Malick y la dualidad más dualidad: el amor

El-árbol-de-la-vida-The-Tree-of-Life

Por: Andrés Felipe Zuluaga

Llegar a los pies de una tierra de nostalgia y pararse como hacen las bestias civilizadas, o de la imposibilidad de no ver a la imagen-amor como única forma de la imagen-movimiento antropo-logocentrista. Bajo este supuesto creo que Terrence Malick, Henri Bergson y Erich Fromm podrían tomarse un lugar en el paraíso. Llegar a Malick, no llegar a Malick; la “imagen-Malick” es ser un ser en movimiento puro, móvil y compartido; a cierta crítica fílmica más filosófica le gustaría saber que quizá estemos siendo empujados hacia una teología fílmica, una verdadera, una dislocación liviana hacia la red de las experiencias intra-pantallla. Más de uno sabe ya que al tiempo solo es posible perseguirlo a través de la nostalgia –retropía- (conflicto entre las miserias utópicas que nos dirigen y las ucronías absurdas que nos suceden).

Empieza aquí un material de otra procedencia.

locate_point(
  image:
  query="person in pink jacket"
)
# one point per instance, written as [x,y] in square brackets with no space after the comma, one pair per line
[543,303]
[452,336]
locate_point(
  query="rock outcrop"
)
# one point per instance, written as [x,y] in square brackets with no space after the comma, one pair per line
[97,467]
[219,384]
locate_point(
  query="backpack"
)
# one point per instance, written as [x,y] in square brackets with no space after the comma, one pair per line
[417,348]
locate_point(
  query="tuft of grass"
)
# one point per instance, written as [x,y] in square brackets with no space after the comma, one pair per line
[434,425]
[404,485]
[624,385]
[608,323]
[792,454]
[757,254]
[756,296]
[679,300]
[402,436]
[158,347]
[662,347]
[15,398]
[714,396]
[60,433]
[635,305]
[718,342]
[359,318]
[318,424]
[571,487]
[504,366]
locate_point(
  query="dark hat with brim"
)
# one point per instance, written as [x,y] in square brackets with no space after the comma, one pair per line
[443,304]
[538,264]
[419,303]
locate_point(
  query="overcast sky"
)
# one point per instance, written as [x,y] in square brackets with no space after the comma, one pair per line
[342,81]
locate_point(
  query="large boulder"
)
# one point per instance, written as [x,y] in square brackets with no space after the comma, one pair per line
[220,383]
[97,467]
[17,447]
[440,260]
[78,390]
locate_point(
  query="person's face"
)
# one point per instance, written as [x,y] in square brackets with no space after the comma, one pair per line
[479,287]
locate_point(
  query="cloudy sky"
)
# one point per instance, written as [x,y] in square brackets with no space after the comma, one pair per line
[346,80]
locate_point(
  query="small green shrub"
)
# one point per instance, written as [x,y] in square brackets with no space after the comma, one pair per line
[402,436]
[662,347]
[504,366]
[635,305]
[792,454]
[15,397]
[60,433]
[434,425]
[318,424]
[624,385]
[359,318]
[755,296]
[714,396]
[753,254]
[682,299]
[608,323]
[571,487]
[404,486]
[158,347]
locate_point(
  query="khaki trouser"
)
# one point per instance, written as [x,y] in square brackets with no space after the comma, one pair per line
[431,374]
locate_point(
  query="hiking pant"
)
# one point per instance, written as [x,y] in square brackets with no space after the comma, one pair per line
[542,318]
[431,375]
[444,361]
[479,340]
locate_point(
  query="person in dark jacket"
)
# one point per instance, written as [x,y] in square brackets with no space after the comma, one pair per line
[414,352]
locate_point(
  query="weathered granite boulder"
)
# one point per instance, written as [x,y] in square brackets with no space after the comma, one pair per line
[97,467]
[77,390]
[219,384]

Recesivo de un cine descaradamente revolucionario, Hollywood de autor (los hijos bastardos del capitalismo serán la semilla de la gran auto-fagia -¿Por qué Godard es Baudrillard del cine?-). Terrence Malick es un cineasta y filósofo estadounidense que viene haciendo aparecer una imagen muy potente y misteriosa. Dramas existenciales en medio del amor, el amor como gran creador existencial. Historias con conflictos internos y supra-naturales; devenir Malick en la vida cotidiana se siente como dejarse poseer por la fuerza ancestral de ser con otro-otro, su cariz sagrado.

Siete u ocho parejas juegan a ser centros de indeterminación auto-testificada, su consecuencia de putrefacción era/es una razón evidente de ser-para-otro, mientras que el lúcido azar, sin-sentido estético de los orígenes de lo hablado sucede con normalidad sacra.  Desde El árbol de la vida (2011) hasta a Hidden life (2019): un monólogo tan denso, tan íntimo, de casi confesiones cercanas, ligeras, de una verdad tan simple, pero tan simple, que no hablarla sería la muerte. Claro, pero tener como condición mínima de posibilidad material al amor, ya es jugar a incorporizar (¿cómo sacarme el “árbol de la categoría” sin hablar demás?). Evidentemente para ese materialismo relativizado de los aún-no-muertos absurdizados, pasados extrañamente a lo colectivo, hasta padecer ese “entender mucho” una cosmogonía fílmica. Simplemente patético. Nadie diga “la imagen”, que en Miranda nunca pasó nada para los que sí supieron no-leer y entender a Buñuel, ¡Ay del que diga que Borges fue un hombre!

Una segunda lectura, menos intrincada quizá, que podría subsumir toda la obra de este experto en Heidegger, es la que Woody Allen plantea muy claramente con un personaje secundario de su Vicky Cristina Barcelona (2008): el gran poeta del siglo en elegía por el gran hecho: la inexistencia de una voluntad de amar. La indigencia, la pobreza, son un claro ejemplo de esa manifestación del espíritu, imágenes que se combinan con una sublimidad exótica.

Sumidos en el antropocentrismo cínico de un primer plano de nosotros mismos en la imagen-sueño, Voyage of time (2012) –su gran obra maestra-, representa en síntesis nuestra respetuosa parte de consciencia en contraposición con el gran impulso de inconsciencia absoluta a través de la materia que nos sucede y nos precede como manifestación actual de lo absoluto-simultáneo, y su consecuencia existencial más evidente, más lógica: el amor. Movimiento sideral perpetuo (“omni-simultaneidad” para los Hessianos). En la dictadura del movimiento aparente el falso Heráclito erigirá su templo. Esperemos que los cerebros post-fílmicos sepan hacer germinar el pequeño Bergson, hacer del movimiento en sí mismo una razón para poner a danzar acríticamente al absoluto-simultáneo actual del sin-sentido impostado con la sensación de pérdida constante.

Resulta evidente que los asuntos de los tridimensionales se resuelven con una certeza ciega en auto-determinarse constantemente como ser-para-otro. Dar, dar tan enigmática, tan acrítica y tan furiosamente que se justifique en paz el suicidio extendido de aún tener mirada.